Emerging deep technologies such as Artificial Intelligence and Machine Learning (AI/ML), Blockchain, Internet of Things (IoT) have all been evolving at a rapid pace. Currently, as per our analysis AI/ML is on an eight-month generational cycle, Blockchain on 15-month, and IoT on an 18-month generational cycle. The methodologies, techniques, and protocols are changing and the new ones going mainstream every eight, 15, and, 18 months, respectively for these technologies. And, there are a number of technology, business model, macro and micro-economic and consumer behavior trends that are changing across industries and geographies, on the back of the evolution of these deep technologies.
The innovation in these emerging deep technologies and the associated products and solutions, business, monetization, marketing, and adoption models are coming from different corners of the world, from companies of all sizes – big and small – and some way ahead than the others. In such a situation, we at Convergence realized that analyzing the trends and providing the outlook for a single year might not be right or adequate. So, we are analyzing the trends in deep technologies and predicting the evolution for a three-year period, 2020 to 2022.

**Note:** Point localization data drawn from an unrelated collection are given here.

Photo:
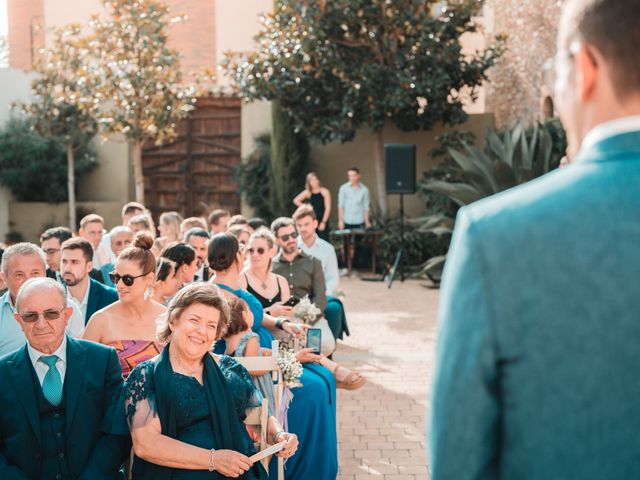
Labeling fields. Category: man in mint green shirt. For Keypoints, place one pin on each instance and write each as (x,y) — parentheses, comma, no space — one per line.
(537,370)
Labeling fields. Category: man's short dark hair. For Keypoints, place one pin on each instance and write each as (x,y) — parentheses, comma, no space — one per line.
(216,215)
(181,253)
(279,223)
(195,232)
(131,207)
(79,243)
(61,233)
(611,26)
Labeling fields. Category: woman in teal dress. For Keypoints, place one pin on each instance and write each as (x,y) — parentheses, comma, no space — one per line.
(312,412)
(185,408)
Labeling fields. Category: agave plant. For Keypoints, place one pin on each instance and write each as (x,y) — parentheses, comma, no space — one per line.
(508,159)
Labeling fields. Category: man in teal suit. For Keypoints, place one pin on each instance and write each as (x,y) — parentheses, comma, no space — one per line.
(537,373)
(58,397)
(75,267)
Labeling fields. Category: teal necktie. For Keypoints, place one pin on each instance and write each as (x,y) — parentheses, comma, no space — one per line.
(52,383)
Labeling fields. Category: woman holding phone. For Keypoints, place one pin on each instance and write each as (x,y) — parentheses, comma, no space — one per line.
(272,290)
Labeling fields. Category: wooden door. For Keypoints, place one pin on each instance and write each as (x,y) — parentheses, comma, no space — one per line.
(195,174)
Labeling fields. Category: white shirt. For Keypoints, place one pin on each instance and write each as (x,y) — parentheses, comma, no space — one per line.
(610,129)
(42,368)
(324,251)
(82,303)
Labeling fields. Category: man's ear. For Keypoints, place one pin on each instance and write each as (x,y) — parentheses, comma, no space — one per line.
(588,70)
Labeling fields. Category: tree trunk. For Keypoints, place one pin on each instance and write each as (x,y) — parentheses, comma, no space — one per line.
(71,187)
(378,160)
(138,176)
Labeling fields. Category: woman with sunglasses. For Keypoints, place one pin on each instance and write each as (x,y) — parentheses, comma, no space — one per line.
(272,290)
(129,325)
(312,413)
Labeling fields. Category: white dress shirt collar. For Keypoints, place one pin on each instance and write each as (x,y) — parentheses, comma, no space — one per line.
(610,129)
(41,368)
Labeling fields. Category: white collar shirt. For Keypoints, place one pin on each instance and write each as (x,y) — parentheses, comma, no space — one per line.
(42,368)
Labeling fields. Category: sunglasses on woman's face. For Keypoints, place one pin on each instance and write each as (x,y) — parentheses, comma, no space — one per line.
(49,315)
(285,238)
(126,279)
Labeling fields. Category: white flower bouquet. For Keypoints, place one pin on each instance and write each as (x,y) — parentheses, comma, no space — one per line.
(290,367)
(306,311)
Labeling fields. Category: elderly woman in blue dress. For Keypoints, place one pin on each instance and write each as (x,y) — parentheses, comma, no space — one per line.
(185,408)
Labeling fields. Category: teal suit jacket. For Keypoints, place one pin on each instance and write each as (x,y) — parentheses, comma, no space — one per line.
(92,384)
(538,361)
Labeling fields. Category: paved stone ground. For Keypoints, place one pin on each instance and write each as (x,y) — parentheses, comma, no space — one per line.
(381,427)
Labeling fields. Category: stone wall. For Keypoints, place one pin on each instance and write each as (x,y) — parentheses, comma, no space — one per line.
(515,89)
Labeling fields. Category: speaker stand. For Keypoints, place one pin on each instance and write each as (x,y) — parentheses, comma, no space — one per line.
(398,264)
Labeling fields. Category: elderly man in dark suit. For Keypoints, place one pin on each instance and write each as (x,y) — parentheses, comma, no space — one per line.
(58,396)
(75,265)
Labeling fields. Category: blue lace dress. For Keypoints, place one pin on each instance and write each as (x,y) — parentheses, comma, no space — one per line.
(193,415)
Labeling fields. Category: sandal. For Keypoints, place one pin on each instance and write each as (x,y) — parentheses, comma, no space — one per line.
(352,381)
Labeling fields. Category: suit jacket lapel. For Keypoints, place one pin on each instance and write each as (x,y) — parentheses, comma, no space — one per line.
(74,376)
(21,372)
(92,301)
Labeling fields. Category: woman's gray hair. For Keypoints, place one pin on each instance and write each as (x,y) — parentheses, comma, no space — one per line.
(23,248)
(202,293)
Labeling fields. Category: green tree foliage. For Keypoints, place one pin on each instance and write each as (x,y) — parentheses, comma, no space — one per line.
(141,77)
(33,167)
(64,106)
(289,162)
(338,66)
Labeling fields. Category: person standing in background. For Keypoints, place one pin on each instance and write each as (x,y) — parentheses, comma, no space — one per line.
(319,198)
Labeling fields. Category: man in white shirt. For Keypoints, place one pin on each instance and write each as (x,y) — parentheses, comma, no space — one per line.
(21,262)
(309,242)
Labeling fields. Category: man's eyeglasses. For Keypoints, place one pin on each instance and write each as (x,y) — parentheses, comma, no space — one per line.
(49,315)
(126,279)
(286,237)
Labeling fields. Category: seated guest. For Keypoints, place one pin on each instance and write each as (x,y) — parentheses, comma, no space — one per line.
(257,222)
(311,244)
(199,240)
(205,437)
(58,396)
(21,262)
(272,291)
(165,285)
(218,220)
(120,237)
(192,222)
(50,242)
(75,265)
(312,415)
(169,229)
(129,325)
(237,220)
(92,230)
(186,260)
(303,273)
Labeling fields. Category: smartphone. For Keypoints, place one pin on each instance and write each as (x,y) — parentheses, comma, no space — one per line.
(314,339)
(292,302)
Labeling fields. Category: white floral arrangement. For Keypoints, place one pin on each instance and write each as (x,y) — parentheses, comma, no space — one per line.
(306,311)
(290,367)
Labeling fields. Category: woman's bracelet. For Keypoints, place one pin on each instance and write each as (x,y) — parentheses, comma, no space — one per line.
(280,323)
(211,467)
(276,435)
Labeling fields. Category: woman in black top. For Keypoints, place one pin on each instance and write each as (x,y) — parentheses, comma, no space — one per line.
(320,199)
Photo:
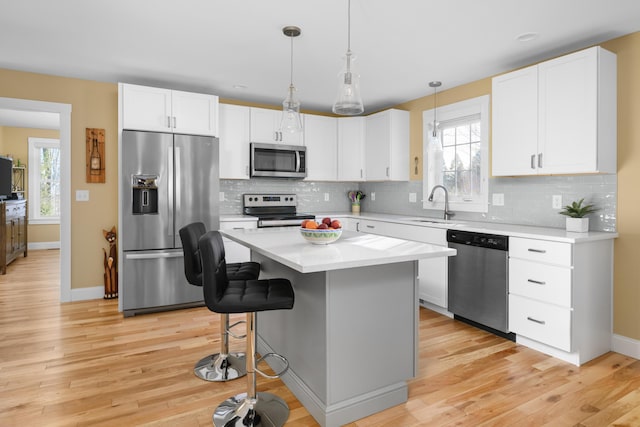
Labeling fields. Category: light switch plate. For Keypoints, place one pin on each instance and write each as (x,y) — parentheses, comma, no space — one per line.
(82,195)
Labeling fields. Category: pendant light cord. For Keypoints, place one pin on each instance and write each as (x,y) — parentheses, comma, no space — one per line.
(291,75)
(349,27)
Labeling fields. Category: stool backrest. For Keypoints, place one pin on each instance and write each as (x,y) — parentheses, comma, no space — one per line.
(214,270)
(190,234)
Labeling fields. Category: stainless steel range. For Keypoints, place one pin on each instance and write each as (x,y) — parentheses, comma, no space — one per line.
(274,210)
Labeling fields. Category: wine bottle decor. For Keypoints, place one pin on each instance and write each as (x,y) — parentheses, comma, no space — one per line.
(95,156)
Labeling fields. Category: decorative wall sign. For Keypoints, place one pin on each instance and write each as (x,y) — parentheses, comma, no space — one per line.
(95,156)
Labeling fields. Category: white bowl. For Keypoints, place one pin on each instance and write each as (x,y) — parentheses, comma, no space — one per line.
(319,236)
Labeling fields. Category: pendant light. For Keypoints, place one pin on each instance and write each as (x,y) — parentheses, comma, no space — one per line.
(435,155)
(348,102)
(435,85)
(291,121)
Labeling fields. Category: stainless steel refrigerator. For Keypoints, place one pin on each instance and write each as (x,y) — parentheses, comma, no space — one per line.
(168,181)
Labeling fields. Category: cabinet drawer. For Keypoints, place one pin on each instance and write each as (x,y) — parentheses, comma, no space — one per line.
(547,283)
(542,322)
(540,251)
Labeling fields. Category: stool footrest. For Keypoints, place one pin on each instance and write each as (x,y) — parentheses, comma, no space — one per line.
(233,326)
(277,356)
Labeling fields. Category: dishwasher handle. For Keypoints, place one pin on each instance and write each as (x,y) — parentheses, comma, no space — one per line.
(483,240)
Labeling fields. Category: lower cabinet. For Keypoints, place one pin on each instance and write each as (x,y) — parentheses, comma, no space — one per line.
(13,234)
(560,297)
(235,252)
(432,273)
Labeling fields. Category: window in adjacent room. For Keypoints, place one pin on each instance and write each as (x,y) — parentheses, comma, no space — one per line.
(457,158)
(44,181)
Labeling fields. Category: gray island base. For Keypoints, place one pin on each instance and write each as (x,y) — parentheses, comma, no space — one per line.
(352,336)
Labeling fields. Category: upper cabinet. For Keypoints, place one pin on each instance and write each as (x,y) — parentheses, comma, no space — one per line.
(321,140)
(556,117)
(387,146)
(265,127)
(234,141)
(164,110)
(351,134)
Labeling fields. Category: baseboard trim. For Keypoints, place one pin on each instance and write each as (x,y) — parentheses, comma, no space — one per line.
(84,294)
(43,245)
(627,346)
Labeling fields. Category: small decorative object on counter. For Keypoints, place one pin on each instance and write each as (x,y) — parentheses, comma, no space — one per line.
(576,212)
(355,197)
(327,231)
(110,265)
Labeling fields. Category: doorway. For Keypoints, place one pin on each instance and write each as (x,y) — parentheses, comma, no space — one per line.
(64,111)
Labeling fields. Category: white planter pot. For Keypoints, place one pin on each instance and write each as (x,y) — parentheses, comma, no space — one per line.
(578,225)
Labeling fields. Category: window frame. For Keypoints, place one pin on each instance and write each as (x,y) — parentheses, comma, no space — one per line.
(35,144)
(452,112)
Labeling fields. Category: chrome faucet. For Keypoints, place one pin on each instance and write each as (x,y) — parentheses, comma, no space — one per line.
(447,213)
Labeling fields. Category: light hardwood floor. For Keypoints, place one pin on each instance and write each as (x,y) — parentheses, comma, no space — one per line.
(83,364)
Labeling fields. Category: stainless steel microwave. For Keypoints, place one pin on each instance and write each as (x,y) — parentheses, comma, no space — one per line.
(278,161)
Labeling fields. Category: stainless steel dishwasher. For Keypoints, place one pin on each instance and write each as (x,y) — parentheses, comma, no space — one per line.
(478,280)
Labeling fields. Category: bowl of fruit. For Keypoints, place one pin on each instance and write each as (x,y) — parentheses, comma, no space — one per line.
(323,233)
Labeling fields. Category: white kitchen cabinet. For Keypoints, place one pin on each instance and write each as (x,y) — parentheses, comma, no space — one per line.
(560,297)
(387,146)
(321,140)
(432,272)
(351,139)
(234,141)
(556,117)
(164,110)
(265,127)
(235,252)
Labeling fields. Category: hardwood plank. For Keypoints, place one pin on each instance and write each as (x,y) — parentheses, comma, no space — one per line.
(83,364)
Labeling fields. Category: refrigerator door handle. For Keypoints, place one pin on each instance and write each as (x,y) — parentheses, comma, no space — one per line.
(174,254)
(170,190)
(178,174)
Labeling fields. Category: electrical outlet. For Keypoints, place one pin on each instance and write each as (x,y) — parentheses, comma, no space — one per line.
(82,195)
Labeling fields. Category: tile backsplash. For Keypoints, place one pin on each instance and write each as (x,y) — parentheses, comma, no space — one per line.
(527,200)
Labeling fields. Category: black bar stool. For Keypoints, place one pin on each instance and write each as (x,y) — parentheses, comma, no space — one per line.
(222,366)
(244,296)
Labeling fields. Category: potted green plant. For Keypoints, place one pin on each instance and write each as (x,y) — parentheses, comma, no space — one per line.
(576,216)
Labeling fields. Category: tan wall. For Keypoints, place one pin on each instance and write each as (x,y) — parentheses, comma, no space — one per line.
(94,105)
(15,142)
(626,267)
(626,296)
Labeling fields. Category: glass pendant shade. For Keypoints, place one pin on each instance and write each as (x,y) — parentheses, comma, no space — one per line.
(348,102)
(291,121)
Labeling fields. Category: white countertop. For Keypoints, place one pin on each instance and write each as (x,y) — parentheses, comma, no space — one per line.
(287,246)
(512,230)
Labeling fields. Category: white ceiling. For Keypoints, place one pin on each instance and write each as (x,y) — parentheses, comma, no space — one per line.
(212,45)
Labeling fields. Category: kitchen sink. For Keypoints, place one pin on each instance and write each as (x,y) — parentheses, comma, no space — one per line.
(433,221)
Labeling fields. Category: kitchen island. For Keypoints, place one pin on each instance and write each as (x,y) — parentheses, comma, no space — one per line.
(352,336)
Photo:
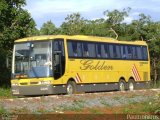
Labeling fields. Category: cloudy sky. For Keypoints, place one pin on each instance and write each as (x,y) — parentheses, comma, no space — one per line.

Below are the high-level trends and predictions in various areas. Over the course of this year, we intend to dive deeper into each of these and shall publish our analysis in the form of Research Papers, Analyst Notes, Talks, Vlogs, and Podcasts.
Key deep tech trends and predictions for 2020-2022:
1) AI – Machines to go beyond intelligence to crack emotion and human psychology
Over the last few years, deep analytics and machine learning algorithms have been working have been making machines smarter. Tasks such as pattern recognition, predictions, insights, sentiment analysis, and recommendations have been handled by the machines. There has been an effort to push the boundaries and evolve into the realm of “Personalization”. Some of the Advanced Analytics and Machine Learning solutions have been used for profiling and customized recommendations of offerings and incentives. However, to truly personalize, consumers’ emotions need to be dissected and handled by the machines. There is a significant amount of ongoing work in making machines “Emotionally Intelligent” and to get them to interact with humans as naturally and intuitively as possible. This will require AI/ML algorithms to hack human emotions and psychology.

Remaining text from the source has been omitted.